# 🧬 OmegAMP: Conditional AMP discovery through biologically informed representations

## 🔎 Overview 

This project presents a generative model designed for the conditional generation of novel Antimicrobial Peptides (AMPs), a classifier to distinguish between AMPs and non-AMPs and a series of fine-grained classifiers that distinguish between active and inactive peptides against specific species, strains.
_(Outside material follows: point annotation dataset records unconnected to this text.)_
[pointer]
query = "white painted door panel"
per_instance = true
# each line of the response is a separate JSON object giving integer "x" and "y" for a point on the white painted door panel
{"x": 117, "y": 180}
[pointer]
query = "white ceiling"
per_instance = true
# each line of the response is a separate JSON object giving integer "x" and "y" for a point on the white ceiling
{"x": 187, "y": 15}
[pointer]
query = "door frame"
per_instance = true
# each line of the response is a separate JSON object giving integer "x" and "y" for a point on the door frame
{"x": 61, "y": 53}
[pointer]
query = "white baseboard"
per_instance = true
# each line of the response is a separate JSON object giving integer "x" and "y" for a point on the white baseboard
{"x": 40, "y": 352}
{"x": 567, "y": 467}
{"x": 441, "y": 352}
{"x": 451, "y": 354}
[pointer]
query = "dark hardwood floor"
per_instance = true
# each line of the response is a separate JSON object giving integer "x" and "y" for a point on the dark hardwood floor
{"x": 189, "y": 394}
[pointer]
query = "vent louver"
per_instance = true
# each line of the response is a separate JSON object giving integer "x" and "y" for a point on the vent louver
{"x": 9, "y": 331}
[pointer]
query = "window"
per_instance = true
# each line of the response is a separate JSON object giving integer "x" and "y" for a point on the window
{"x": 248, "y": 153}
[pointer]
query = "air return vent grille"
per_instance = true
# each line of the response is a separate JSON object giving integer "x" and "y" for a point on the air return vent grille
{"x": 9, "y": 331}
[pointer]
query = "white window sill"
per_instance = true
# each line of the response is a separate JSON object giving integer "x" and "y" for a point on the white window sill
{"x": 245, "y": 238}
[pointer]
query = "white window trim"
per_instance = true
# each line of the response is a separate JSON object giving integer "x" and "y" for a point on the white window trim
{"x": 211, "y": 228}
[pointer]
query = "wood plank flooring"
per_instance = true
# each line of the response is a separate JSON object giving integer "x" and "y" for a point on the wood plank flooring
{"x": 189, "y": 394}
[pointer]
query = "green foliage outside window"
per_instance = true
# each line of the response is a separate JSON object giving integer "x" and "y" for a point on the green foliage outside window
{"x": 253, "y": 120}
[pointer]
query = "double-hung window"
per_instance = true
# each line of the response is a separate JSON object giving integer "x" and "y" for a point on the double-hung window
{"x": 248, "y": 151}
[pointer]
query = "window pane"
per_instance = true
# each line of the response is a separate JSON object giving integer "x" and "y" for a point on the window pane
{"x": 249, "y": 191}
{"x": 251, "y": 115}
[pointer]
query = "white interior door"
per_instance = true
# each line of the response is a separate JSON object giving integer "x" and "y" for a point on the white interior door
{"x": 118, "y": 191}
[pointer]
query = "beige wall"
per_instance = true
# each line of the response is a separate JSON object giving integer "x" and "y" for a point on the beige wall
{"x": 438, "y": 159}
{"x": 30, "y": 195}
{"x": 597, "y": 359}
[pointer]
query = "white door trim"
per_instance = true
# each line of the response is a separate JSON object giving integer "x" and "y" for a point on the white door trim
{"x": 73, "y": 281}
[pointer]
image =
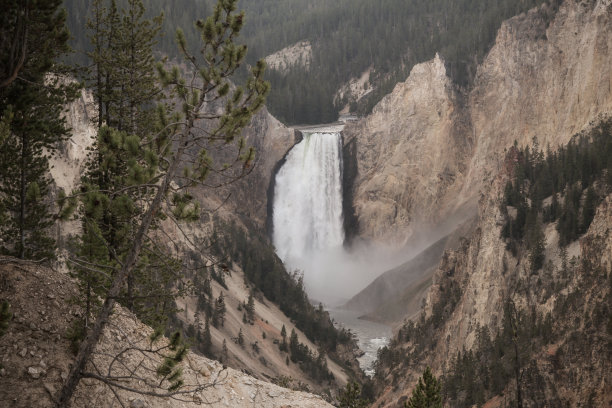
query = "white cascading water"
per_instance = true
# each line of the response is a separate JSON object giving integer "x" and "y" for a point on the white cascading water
{"x": 308, "y": 200}
{"x": 309, "y": 235}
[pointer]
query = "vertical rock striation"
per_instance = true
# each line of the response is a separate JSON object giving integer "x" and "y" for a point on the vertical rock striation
{"x": 427, "y": 148}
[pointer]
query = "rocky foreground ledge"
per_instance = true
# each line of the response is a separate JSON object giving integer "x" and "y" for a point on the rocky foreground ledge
{"x": 35, "y": 353}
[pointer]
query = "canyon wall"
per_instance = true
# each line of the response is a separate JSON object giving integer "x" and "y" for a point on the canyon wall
{"x": 428, "y": 148}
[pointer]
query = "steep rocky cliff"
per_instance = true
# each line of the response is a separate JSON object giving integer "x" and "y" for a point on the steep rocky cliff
{"x": 566, "y": 360}
{"x": 409, "y": 152}
{"x": 428, "y": 148}
{"x": 244, "y": 203}
{"x": 36, "y": 355}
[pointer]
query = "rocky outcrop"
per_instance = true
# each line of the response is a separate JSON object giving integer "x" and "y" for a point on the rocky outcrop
{"x": 474, "y": 282}
{"x": 427, "y": 149}
{"x": 409, "y": 153}
{"x": 272, "y": 140}
{"x": 299, "y": 54}
{"x": 36, "y": 354}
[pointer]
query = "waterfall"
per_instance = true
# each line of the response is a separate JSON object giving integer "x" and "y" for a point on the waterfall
{"x": 308, "y": 200}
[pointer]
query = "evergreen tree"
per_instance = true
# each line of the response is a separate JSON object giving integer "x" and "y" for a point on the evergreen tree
{"x": 206, "y": 346}
{"x": 176, "y": 159}
{"x": 224, "y": 352}
{"x": 250, "y": 309}
{"x": 588, "y": 209}
{"x": 537, "y": 244}
{"x": 351, "y": 397}
{"x": 35, "y": 103}
{"x": 5, "y": 317}
{"x": 240, "y": 338}
{"x": 219, "y": 313}
{"x": 427, "y": 393}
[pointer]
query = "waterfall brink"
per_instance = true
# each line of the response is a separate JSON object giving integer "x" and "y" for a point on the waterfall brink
{"x": 308, "y": 199}
{"x": 308, "y": 228}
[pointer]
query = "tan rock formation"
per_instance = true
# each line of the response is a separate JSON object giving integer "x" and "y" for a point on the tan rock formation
{"x": 425, "y": 150}
{"x": 409, "y": 154}
{"x": 35, "y": 355}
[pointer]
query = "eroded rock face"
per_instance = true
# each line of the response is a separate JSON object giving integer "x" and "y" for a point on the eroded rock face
{"x": 272, "y": 140}
{"x": 410, "y": 151}
{"x": 426, "y": 150}
{"x": 40, "y": 328}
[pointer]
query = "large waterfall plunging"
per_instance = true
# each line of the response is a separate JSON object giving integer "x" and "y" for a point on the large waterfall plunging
{"x": 308, "y": 199}
{"x": 309, "y": 234}
{"x": 308, "y": 222}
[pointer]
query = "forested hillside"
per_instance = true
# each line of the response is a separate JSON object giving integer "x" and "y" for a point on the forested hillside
{"x": 348, "y": 37}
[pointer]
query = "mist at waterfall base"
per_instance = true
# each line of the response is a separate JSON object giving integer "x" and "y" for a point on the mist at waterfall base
{"x": 308, "y": 224}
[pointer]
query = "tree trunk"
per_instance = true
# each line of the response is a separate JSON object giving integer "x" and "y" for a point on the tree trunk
{"x": 22, "y": 196}
{"x": 87, "y": 347}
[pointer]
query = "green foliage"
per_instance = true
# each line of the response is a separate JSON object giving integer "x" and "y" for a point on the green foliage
{"x": 348, "y": 37}
{"x": 266, "y": 272}
{"x": 31, "y": 126}
{"x": 76, "y": 334}
{"x": 169, "y": 369}
{"x": 350, "y": 397}
{"x": 250, "y": 309}
{"x": 485, "y": 371}
{"x": 427, "y": 393}
{"x": 580, "y": 169}
{"x": 5, "y": 317}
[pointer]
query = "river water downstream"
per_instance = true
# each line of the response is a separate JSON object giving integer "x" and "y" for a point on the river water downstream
{"x": 370, "y": 336}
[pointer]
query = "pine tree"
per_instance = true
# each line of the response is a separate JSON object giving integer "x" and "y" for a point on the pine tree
{"x": 240, "y": 338}
{"x": 588, "y": 210}
{"x": 139, "y": 90}
{"x": 165, "y": 167}
{"x": 536, "y": 242}
{"x": 206, "y": 346}
{"x": 219, "y": 313}
{"x": 283, "y": 345}
{"x": 224, "y": 352}
{"x": 35, "y": 103}
{"x": 250, "y": 309}
{"x": 351, "y": 397}
{"x": 5, "y": 317}
{"x": 427, "y": 393}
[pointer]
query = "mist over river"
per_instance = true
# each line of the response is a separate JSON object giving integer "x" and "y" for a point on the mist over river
{"x": 370, "y": 336}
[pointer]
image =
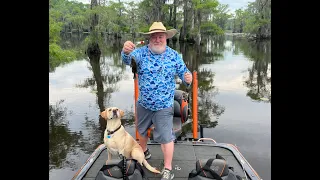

Together, these components form a framework that helps you discover new AMPs.

![teaser](./assets/Hero-figure-AMP.png)

## 🤗 Hugging Face

Our project is available on Hugging Face.

## 📚 Run Locally
- [🔧 Installation](#installation)
- [🏋️ Training](#training)
  - [Classifier Training](#classifier-training)
  - [Generative Model Training](#generative-model-training)
- [🔮 Inference](#inference)
  - [Sequence Generation](#generative-model-sampling)
  - [Sequence Prediction](#predict-sequences)
  - [Sequence Filtering](#filter-generated-sequences)
  - [Framework Pipeline](#run-framework)
- [🖥️ Web Interface](#running-the-streamlit-app)

### 🔧 Installation

You can opt to create a conda environment (suggested).

```sh
conda create -n amp-modelling python=3.11
```

Activate the conda environment

```sh
conda activate amp-modelling
```

Install the necessary python packages.

```sh
pip install -e .
```

Download the data from figshare link https://figshare.com/s/d1e330bc8b52263269f4 

Download the models from figshare link https://figshare.com/s/bf623f79783155f9f227


### 🏋️ Training

#### Classifier Training
Train individual classifiers or all classifiers at once:

```sh
# Train a single classifier
./project/scripts/training/train_classifier.py --classifier broad-classifier [--output_model_dir PATH]

# Train all classifiers
./project/scripts/training/train_classifier.py --classifier all [--output_model_dir PATH]
```

#### Generative Model Training
To train the generative model, call `train.py` (all the necessary hyperparameter configs are in **config/**). Note: you need to have a W&B account.

```sh
./train.py
```

The model will be saved in the **wandb/latest-run/** folder, afterwards you should replace the **models/generative-model.ckpt** by your newly trained model to use it for sampling.

### 🔮 Inference

#### Sequence Generation
Generate new sequences using different conditioning strategies:

```sh
# Unconditional generation
./project/scripts/inference/generate_samples.py Unconditional [--num_samples N] [--batch_size N]

# Partial conditional generation (with property constraints)
./project/scripts/inference/generate_samples.py PartialConditional --length=1-100 --charge=1 [--hydrophobicity VALUE]

# Subset conditional generation (based on existing sequences)
./project/scripts/inference/generate_samples.py SubsetConditional --subset_sequences=path/to/fasta
```

#### Sequence Prediction
Evaluate sequences using trained classifiers:
```sh
# Predict using a single classifier
./project/scripts/inference/predict_sequences.py path/to/sequences.fasta --classifier broad-classifier [--predict_proba]

# Predict using all classifiers
./project/scripts/inference/predict_sequences.py path/to/sequences.fasta --classifier all [--predict_proba]
```

#### Sequence Filtering
Filter and rank generated sequences:
```sh
./project/scripts/inference/filter_generated_sequences.py [--path_to_fasta PATH] [--min_length N] [--max_length N] [--strain_species STRAIN]
```

#### Framework Pipeline
Run the complete generation and filtering pipeline:
```sh
# Unconditional generation
./project/scripts/inference/run_framework.py Unconditional [--num_samples N] [--batch_size N]

# Strain/species specific generation
./project/scripts/inference/run_framework.py Conditional --strain_species species-escherichiacoli [--num_samples N]
```

### 🖥️ Running the Streamlit App

To run the Streamlit app locally:

```sh
streamlit run app.py
```

## 📑 Citation

If you find our work useful, please cite the following paper:

```bibtex
```

## ©️ License

This project is licensed under [MIT License](./LICENSE). Redistribution and use should follow this license.